Sonhos de menino...

Sonhos de menino...

Apenas mais um menino entre muitos que corriam no frenesim da cândida jovialidade. Todos iguais nas roupas, forma de vestir, na simplicidade e humildade de tempos difíceis da geração dos nossos pais. Corríamos, saltávamos, jogávamos à bola, fazíamos malabarismos nas bicicletas e nos carrinhos de rolamentos adaptados às maiores travessuras, sem proteções corporais.
Cópias uns dos outros, nos cortes de cabelo, na forma como parecíamos “marchar” em uníssono na clareza da educação que cada um trazia de casa. Tempos em que nada era diferente no dia seguinte.
Este catraio sentia-se desigual não na forma, na cor ou na beleza e muito menos na inteligência, apenas na diferenciação do feitio apaixonado como absorvia o imaterial até à sua ínfima essência.
Amava olhar o mar, fazer buracos na areia, sem portagens subterrâneas para os castelos, até serem invadidos e destruídos pelas ondas. Olhava o céu com espírito livre, voava ao lado das andorinhas sem fronteiras na liberdade e sem oprimir energias nem camuflar os sonhos que despertavam nele.

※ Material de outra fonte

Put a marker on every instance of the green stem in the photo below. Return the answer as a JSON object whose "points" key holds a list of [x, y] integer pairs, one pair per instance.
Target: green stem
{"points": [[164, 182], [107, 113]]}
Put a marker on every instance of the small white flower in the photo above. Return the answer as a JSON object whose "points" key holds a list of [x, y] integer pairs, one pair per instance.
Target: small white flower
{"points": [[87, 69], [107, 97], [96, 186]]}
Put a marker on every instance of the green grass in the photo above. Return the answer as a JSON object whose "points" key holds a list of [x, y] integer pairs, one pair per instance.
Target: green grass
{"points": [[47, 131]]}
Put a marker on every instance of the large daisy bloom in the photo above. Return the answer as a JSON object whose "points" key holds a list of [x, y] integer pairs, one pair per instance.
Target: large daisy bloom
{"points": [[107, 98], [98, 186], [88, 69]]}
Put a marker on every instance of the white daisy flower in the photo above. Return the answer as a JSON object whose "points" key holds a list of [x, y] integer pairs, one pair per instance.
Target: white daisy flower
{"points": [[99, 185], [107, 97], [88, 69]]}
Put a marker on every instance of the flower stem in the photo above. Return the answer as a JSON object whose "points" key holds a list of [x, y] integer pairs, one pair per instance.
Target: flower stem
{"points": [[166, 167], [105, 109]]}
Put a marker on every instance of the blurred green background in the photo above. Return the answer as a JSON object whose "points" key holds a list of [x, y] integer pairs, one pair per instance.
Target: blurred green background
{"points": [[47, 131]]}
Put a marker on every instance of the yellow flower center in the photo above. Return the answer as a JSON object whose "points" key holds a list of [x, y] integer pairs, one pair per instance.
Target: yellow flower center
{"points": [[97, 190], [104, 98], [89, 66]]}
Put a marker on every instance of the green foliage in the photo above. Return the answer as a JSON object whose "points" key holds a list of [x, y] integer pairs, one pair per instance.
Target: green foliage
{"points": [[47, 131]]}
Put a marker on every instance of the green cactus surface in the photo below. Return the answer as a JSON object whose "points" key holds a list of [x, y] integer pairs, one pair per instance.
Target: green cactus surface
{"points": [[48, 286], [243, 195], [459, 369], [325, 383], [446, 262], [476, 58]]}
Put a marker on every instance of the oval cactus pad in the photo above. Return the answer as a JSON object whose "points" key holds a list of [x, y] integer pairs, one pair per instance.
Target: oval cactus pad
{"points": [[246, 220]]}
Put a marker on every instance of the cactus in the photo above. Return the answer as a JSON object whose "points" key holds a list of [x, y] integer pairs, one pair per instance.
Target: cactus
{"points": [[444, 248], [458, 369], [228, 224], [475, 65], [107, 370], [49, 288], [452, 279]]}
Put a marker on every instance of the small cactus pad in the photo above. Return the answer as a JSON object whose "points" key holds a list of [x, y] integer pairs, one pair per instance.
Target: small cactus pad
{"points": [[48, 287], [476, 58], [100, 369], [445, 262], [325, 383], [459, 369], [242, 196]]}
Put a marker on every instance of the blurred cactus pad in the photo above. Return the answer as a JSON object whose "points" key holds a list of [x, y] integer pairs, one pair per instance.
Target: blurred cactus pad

Tinha visões incandescentes em cada estrela e acreditava que o brilho delas eram deusas que acenavam e soprava as velas dos moinhos da sua alma. Perdia-se em pandemónios sonhadores, ilusões movidas pelos sussurros que ouvia das conversas no além, sobre o amor, tudo fantasias da ignorância.
Começou a colecionar paixões, a ouvir silêncios provocados pelas ereções, como um vilão dos palcos eróticos e abriu os portões dos devaneios para mergulhos vibrantes.
Era pintor sem repousar os pincéis, pintava festivais de línguas nos beijos até derreter salivas. Amante do mar, pescava sereias com o anzol das canções com palavras ardentes que remexiam as hormonas da euforia até às extremidades do seu ser. Fazia frágeis asas de papel e subia cordas na ilusão das imagens para chegar ao céu, sonhava ser um criador de identidades no paraíso e ser decorador de corações com mil cores.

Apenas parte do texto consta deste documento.